NVIDIA Unveils Nemotron ASR for Low-Latency Applications

Overview

NVIDIA has just released its new streaming English transcription model, Nemotron Speech ASR, built specifically for low latency voice agents and live captioning. The checkpoint nvidia/nemotron-speech-streaming-en-0.6b on Hugging Face combines a cache-aware FastConformer encoder with an RNNT decoder, tuned for both streaming and batch workloads on modern NVIDIA GPUs.

Model Design, Architecture, and Input Assumptions

Nemotron Speech ASR (Automatic Speech Recognition) is a 600M parameter model based on a cache-aware FastConformer encoder with 24 layers and an RNNT decoder. The encoder uses aggressive 8x convolutional downsampling to reduce the number of time steps, lowering compute and memory costs for streaming workloads. The model consumes 16 kHz mono audio and requires at least 80 ms of input audio per chunk.

Runtime latency is controlled through configurable context sizes. The model exposes 4 standard chunk configurations, corresponding to about 80 ms, 160 ms, 560 ms, and 1.12 s of audio, driven by the att_context_size parameter.

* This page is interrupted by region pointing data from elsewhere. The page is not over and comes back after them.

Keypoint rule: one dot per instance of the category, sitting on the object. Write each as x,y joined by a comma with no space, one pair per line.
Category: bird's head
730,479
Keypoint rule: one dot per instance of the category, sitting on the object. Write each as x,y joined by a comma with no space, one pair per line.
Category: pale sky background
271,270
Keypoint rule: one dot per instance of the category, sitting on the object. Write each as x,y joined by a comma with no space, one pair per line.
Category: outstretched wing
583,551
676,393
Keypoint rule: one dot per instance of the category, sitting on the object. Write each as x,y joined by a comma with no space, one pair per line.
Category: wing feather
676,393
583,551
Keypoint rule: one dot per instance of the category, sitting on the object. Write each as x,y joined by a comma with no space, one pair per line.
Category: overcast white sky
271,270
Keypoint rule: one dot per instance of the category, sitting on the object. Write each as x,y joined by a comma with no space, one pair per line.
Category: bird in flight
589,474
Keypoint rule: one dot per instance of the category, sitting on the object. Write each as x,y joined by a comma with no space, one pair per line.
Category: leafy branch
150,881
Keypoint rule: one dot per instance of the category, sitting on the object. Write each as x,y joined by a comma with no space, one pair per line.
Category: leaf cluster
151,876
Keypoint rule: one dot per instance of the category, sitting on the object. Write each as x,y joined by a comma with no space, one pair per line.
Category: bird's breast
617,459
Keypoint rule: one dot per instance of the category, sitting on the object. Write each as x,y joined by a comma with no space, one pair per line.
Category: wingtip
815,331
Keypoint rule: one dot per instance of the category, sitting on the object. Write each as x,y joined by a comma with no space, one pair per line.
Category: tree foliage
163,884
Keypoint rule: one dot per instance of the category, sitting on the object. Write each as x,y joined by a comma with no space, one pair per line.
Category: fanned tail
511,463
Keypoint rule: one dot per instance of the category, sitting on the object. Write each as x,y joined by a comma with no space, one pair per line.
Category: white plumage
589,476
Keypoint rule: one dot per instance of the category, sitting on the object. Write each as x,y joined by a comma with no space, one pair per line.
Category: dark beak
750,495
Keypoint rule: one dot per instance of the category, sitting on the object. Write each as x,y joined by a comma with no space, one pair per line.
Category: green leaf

Cache Aware Streaming, Not Buffered Sliding Windows

Traditional ‘streaming ASR’ often uses overlapping windows, reprocessing previous audio to maintain context and increasing latency. Nemotron Speech ASR keeps a cache of encoder states, allowing each new chunk to be processed only once. This approach results in:

Non-overlapping frame processing, scaling work linearly with audio length.
Predictable memory growth, as cache size grows with sequence length.
Stable latency under load, which is critical for voice agents.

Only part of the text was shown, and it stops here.